めくるめくテニスをしよう
ーーーあきらめるなよ!
病気になってから久しぶりに、まだ幼かったキミの声をよく思い出したよ。
病院のベッドの上で痛いとき、苦しいとき、こわいとき、小さかったキミが14になった俺に泣きながらお願いするんだよ。
そのまま大きくなった今のキミは、やっぱりあきらめずに這い上がってきたね。そんなにボロボロになってまで勝ち取りたいキミのテニスってどんなものだろうな。
小さなキミの声に励まされてなんとかここまでやってこれたけど、この先はどうかな。
これからは自分自身のために、なんて偉そうな事をいいながら、帰って来たキミを見つけた瞬間、うれしくて仕方なかったよ。
一度放したこの手を繋げるわけないのにな。
それなのに、力の入らない冷たいこの体に感じる温もりはやっぱり…
「なんだ…簡単にもどって来るなよ意気地なし」
瞼を開けなくてもわかる。不安そうな顔。
ひとりで進め。

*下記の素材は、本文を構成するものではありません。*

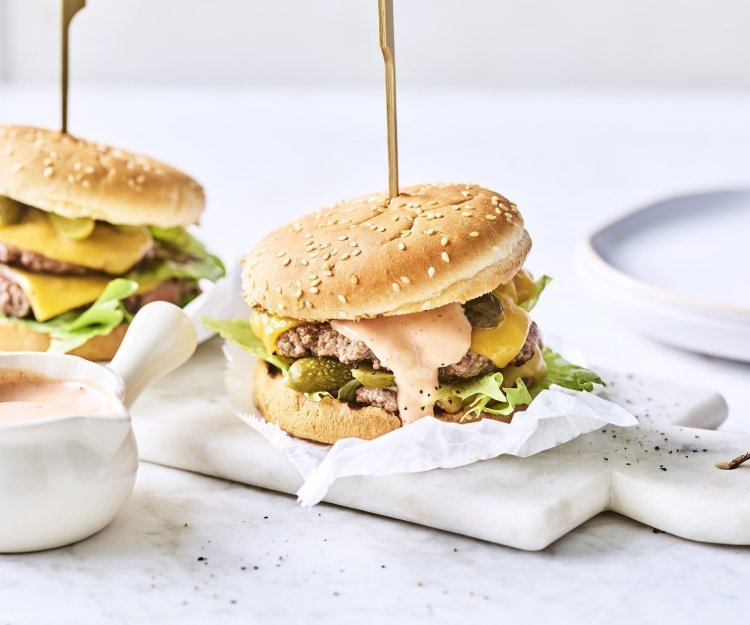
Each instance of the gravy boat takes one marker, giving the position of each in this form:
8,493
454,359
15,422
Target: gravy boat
63,479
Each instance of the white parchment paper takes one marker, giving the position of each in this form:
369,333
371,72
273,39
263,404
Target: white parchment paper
555,417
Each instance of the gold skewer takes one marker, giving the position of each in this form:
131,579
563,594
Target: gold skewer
69,9
388,47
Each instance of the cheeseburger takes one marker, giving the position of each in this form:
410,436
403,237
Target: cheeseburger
88,235
372,313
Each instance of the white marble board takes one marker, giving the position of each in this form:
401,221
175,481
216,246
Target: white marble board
661,473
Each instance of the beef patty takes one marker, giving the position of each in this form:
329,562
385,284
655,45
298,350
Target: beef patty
15,303
320,339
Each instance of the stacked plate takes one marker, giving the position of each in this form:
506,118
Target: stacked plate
679,271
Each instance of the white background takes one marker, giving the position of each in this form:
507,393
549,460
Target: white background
439,42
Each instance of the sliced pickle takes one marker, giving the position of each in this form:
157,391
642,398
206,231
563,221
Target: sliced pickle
76,229
373,378
484,312
313,375
11,212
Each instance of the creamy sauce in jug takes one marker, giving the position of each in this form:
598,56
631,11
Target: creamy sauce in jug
414,347
27,395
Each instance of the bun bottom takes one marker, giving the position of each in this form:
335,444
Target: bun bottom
327,420
16,337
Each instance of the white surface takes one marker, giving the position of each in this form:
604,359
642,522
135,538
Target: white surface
572,161
556,416
439,42
63,479
677,270
650,473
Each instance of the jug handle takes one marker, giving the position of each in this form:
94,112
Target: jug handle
160,338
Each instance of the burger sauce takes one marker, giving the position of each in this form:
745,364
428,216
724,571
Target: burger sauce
26,396
414,347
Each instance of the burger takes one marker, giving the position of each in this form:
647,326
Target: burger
374,312
88,235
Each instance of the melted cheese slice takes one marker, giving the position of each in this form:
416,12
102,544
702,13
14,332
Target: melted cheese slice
110,249
268,328
51,295
502,343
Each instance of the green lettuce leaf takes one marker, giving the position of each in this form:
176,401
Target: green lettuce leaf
180,256
485,394
73,329
539,286
565,374
239,331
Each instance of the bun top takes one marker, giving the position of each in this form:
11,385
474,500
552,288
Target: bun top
432,245
74,177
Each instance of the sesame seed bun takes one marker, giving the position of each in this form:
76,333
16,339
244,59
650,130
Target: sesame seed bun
328,420
432,245
74,177
16,337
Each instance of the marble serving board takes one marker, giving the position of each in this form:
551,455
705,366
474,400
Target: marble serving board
661,473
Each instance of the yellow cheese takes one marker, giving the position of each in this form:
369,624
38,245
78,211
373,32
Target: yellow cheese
502,343
534,369
268,328
110,249
51,295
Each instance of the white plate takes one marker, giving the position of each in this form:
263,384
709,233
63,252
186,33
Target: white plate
679,271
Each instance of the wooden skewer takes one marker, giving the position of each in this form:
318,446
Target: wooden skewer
388,48
69,9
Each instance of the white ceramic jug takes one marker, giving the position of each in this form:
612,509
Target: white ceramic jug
64,479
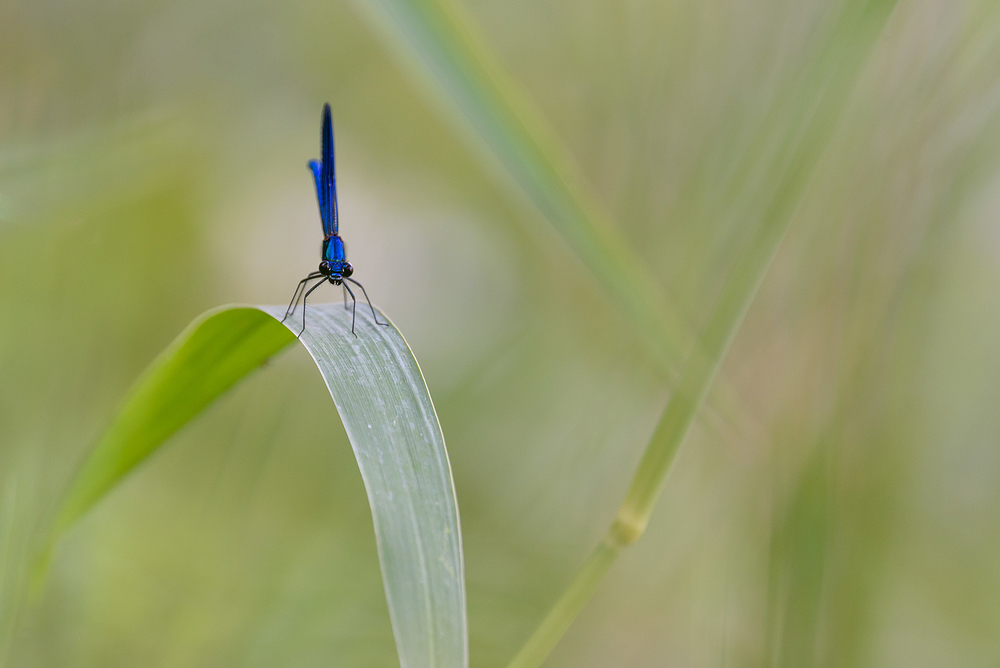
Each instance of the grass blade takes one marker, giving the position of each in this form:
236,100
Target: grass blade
451,57
393,428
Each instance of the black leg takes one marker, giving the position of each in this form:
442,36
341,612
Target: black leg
384,324
298,293
354,314
304,298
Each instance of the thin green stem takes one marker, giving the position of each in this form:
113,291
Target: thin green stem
569,605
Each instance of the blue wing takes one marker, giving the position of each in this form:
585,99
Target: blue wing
326,178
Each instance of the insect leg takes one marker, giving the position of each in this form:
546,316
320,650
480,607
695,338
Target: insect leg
354,314
297,295
304,298
384,324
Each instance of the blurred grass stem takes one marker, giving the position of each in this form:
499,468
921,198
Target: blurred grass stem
452,56
799,126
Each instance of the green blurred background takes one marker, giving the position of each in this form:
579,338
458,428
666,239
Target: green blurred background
837,501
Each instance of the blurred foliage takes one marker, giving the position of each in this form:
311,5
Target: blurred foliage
836,502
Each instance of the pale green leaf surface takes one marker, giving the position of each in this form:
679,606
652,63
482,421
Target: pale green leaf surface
386,409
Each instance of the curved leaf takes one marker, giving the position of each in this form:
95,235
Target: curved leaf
390,420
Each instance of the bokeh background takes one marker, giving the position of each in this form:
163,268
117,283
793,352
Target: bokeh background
837,502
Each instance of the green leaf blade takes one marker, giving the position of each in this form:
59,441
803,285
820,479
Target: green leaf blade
218,349
390,420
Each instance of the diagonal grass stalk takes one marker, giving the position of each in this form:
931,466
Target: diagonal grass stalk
800,127
500,119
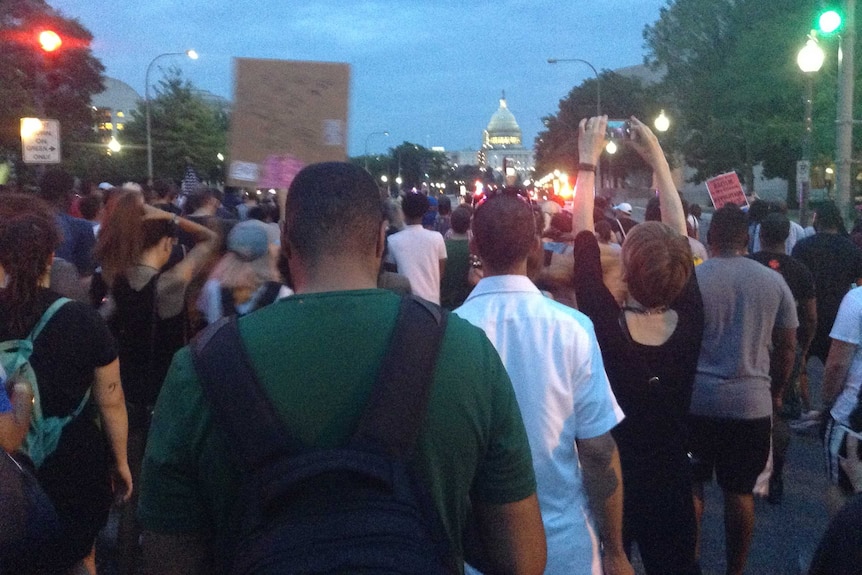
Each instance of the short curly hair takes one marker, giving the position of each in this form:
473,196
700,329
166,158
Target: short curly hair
657,262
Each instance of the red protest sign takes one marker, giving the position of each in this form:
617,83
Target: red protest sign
726,189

この合宿が別れ道だ。
俺はお前にいろいろ教えてもらったけど、何ひとつ活かせないまま相変わらず五感を奪うテニスをしてる。
面と向かって誰も止めてくれないんだから大目にみてくれないか。
それとも俺も赤也みたいに、新しい境地を開けたらいいんだろうか…
こみ上げてくるものがあって、なんとか真田の腕の中から逃げ出すと、こらえきれずに少し吐いた。
手を差し伸べようとした真田を先に制したのは幸村ではなかった。
「そこまで」
突然の黒部コーチのひと声が、幸村と真田の心の距離を遠くした。
「君はこのまま合宿所に戻りなさい」
「しかし…」
「こんな時は大人に任せるべきです」
たじろぐ真田に、畳み掛ける黒部コーチの声は冷たい。
「行きなさい。走れば門限に間に合います。間に合わなければ脱落です」
薄れゆく意識の中で、幸村は2人の会話を聞いていた。遠慮しないで早く行けと心で叫ぶ。
「彼の体の事は承知しています。少し休めば心配ありません。またラケットを握れるでしょう」
「…幸村をよろしくお願いします」
霞む視界の中に見たのは、帽子を取って深々と頭を下げる友の姿だった。
心を動かされた幸村がわずかに手を差し出して、気づいた真田がそれに応じようとした時、
「さあ、早く行くのです」
幸村の体は黒部コーチに横抱きにされて、さりげなく真田の手は遠ざけられた。
「真っ直ぐな彼とあなたの卑怯なテニス。理想を見せつけられて辛いですか」
力強く地を蹴って走り去る足音はよく耳に届くのに、耳元の黒部コーチの声は聞こえなかった。